I recently came across a tweet from Sara Soueidan applauding folks who provide an RSS feed on their site. Sara is someone I highly admire in frontend web development and accessibility, but I had so little knowledge of RSS feeds and so many questions:
- What the heck are they?
- What are they for?
- I thought people didn't use them anymore?
If you also have questions like this, I recommend reading How Do RSS Feeds Work? right from RSS.com. The first few words really sum it up:
Imagine being able to log into one dashboard and getting the latest news and events from all of your favorite websites, blogs, or podcasts? With RSS feeds, it’s possible!
To better understand how RSS feeds are consumed, I created my own RSS reader app and I also wrote about it so you can create one too if you like. The app I created also served as a great way for me to test my RSS feed as I built it!
How I Added an RSS Feed to my Next.js Site
There were two main problems I ran into while trying to build an RSS feed for my articles. Firstly, I didn't know that neither the <description>
nor content
of each <item>
in the channel can't have regular HTML in it. The HTML tags must be encoded. Secondly, I found out it's really difficult to try to parse the HTML content in a Node.js environment on my own before putting it into the feed.
After struggling for hours and trying several different approaches, I went to Twitter for help. There were a lot of helpful replies! I found exactly what I ended up using thanks to an example project from @vphreak. So, what did it take?
First, I installed the feed
package.
yarn add feed
Then, I added a generateRSSFeed
function.
const generateRSSFeed = (articles) => {
const baseUrl = 'https://ashleemboyer.com';
const author = {
name: 'Ashlee Boyer',
email: 'hello@ashleemboyer.com',
link: 'https://twitter.com/ashleemboyer',
};
// Construct a new Feed object
const feed = new Feed({
title: 'Articles by Ashlee M Boyer',
description:
"You can find me talking about issues surrounding Disability, Accessibility, and Mental Health on Twitter, or you can find me regularly live-knitting or live-coding on Twitch.

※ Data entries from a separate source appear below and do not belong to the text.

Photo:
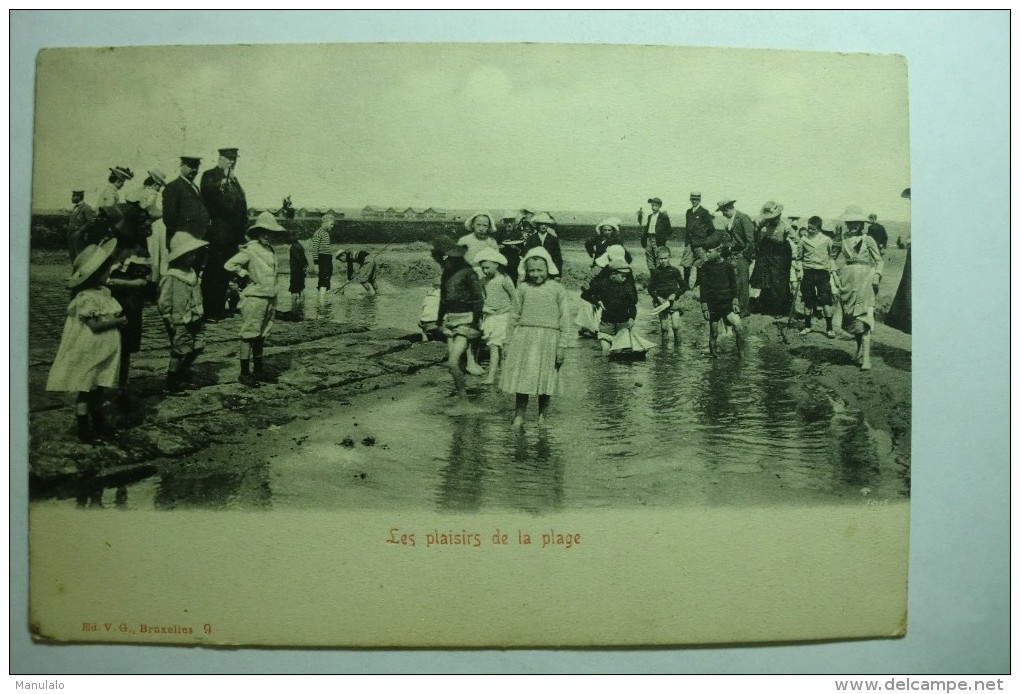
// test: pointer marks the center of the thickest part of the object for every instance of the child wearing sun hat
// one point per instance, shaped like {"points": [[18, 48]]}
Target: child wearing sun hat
{"points": [[89, 356], [256, 261], [181, 306]]}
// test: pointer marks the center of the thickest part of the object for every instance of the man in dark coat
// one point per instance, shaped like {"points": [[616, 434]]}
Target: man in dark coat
{"points": [[699, 225], [184, 209], [744, 239], [546, 237], [656, 232], [81, 215], [227, 207], [877, 232]]}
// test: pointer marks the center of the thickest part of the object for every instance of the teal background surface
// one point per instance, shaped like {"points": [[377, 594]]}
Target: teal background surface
{"points": [[958, 66]]}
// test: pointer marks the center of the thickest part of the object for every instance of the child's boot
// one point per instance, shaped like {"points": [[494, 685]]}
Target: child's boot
{"points": [[85, 434]]}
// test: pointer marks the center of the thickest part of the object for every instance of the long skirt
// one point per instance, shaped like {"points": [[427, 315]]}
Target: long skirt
{"points": [[530, 362], [588, 317], [858, 298]]}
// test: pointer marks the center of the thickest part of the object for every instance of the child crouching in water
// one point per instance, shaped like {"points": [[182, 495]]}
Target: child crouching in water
{"points": [[666, 285], [257, 261], [89, 357], [537, 333], [616, 295], [717, 280], [500, 291], [461, 299], [181, 307]]}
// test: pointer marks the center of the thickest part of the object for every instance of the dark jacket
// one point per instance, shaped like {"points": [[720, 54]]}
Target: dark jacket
{"points": [[184, 210], [619, 299], [460, 289], [551, 244], [227, 207], [663, 230], [665, 281], [744, 236], [699, 224]]}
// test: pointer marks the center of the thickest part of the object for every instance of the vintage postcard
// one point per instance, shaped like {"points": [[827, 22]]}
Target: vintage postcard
{"points": [[468, 345]]}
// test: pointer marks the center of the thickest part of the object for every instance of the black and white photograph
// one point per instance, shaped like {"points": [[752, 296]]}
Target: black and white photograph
{"points": [[455, 315]]}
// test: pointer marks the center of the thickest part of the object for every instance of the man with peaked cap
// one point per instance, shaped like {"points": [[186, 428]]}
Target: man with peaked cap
{"points": [[699, 224], [110, 195], [80, 217], [184, 209], [744, 239], [656, 233], [224, 198]]}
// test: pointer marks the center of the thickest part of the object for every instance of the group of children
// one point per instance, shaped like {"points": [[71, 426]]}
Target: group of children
{"points": [[91, 355]]}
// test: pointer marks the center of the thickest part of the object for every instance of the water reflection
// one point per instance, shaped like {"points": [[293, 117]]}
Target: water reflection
{"points": [[461, 480], [857, 460], [536, 473], [246, 488]]}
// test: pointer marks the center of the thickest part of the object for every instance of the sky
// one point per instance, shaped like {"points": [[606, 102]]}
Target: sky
{"points": [[485, 126]]}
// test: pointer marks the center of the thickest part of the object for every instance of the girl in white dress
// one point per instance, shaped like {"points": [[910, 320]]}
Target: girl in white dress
{"points": [[89, 357]]}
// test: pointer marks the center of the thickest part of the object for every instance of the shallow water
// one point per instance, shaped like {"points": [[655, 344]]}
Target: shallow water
{"points": [[674, 430]]}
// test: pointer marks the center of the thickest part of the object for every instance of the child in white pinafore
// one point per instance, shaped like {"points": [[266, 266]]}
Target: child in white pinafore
{"points": [[89, 357], [496, 310], [256, 261], [537, 336]]}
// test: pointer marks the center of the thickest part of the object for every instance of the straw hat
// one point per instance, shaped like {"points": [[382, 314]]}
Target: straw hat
{"points": [[122, 172], [266, 221], [540, 252], [544, 218], [182, 243], [612, 253], [770, 210], [89, 261], [470, 220], [492, 255], [447, 246]]}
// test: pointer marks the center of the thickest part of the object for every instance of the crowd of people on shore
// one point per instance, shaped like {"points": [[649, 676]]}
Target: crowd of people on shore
{"points": [[499, 284], [500, 287]]}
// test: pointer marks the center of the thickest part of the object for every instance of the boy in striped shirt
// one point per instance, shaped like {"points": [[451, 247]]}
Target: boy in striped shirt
{"points": [[814, 256]]}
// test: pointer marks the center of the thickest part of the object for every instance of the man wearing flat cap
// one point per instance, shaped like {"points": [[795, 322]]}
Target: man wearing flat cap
{"points": [[184, 209], [743, 236], [80, 217], [656, 232], [699, 226], [110, 195], [224, 198]]}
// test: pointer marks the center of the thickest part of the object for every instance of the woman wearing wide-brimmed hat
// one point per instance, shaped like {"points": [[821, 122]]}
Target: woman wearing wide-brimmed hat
{"points": [[110, 195], [859, 270], [546, 237], [89, 356], [773, 261], [461, 300]]}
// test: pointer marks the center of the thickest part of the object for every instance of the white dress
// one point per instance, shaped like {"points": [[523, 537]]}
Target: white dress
{"points": [[86, 359]]}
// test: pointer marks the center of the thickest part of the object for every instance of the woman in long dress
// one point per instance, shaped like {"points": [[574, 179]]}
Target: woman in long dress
{"points": [[773, 260], [859, 270]]}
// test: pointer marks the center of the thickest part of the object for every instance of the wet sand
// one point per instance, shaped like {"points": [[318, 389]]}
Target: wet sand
{"points": [[370, 431]]}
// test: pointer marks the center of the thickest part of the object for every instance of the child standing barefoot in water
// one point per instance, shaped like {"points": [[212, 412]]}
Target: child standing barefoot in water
{"points": [[461, 298], [499, 296], [537, 333], [89, 356], [718, 289]]}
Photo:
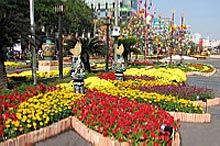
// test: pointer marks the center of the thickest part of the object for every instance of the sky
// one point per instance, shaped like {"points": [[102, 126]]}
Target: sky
{"points": [[202, 15]]}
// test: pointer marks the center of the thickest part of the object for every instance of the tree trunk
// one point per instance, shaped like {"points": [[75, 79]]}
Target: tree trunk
{"points": [[3, 77], [125, 55]]}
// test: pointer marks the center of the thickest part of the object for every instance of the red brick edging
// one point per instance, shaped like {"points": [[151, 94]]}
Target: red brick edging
{"points": [[210, 102], [201, 73], [95, 138], [192, 117]]}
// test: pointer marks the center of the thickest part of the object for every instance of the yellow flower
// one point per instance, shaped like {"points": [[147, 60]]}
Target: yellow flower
{"points": [[29, 125]]}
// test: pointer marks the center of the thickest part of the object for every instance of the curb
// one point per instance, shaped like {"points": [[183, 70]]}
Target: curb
{"points": [[71, 123]]}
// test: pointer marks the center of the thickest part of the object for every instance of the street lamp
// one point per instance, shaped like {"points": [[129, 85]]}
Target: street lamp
{"points": [[59, 9], [107, 23]]}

I'm @AshleeMBoyer on all the platforms I use.",
id: baseUrl,
link: baseUrl,
language: 'en',
feedLinks: {
rss2: `${baseUrl}/rss.xml`,
},
author,
});
// Add each article to the feed
articles.forEach((post) => {
const {
content,
fileName,
meta: { date, description, title },
} = post;
const url = `${baseUrl}/${fileName}`;
feed.addItem({
title,
id: url,
link: url,
description,
content,
author: [author],
date: new Date(date),
});
});
// Write the RSS output to a public file, making it
// accessible at ashleemboyer.com/rss.xml
fs.writeFileSync('public/rss.xml', feed.rss2());
};
Finally, I updated the getStaticProps
function exported from src/pages/index.jsx
to call the new generateRSSFeed
function.
export async function getStaticProps() {
const articles = getAllArticles();
articles.sort((a, b) => (a.meta.date < b.meta.date ? 1 : -1)
generateRSSFeed(articles);
return { props: { articles } };
}
Because my site is set up to build only when my main git branch is updated, getStaticProps
will be called at that time and so will generateRSSFeed
. This means the feed is always up to date when I push a new Markdown file for each post or whenever existing files are updated.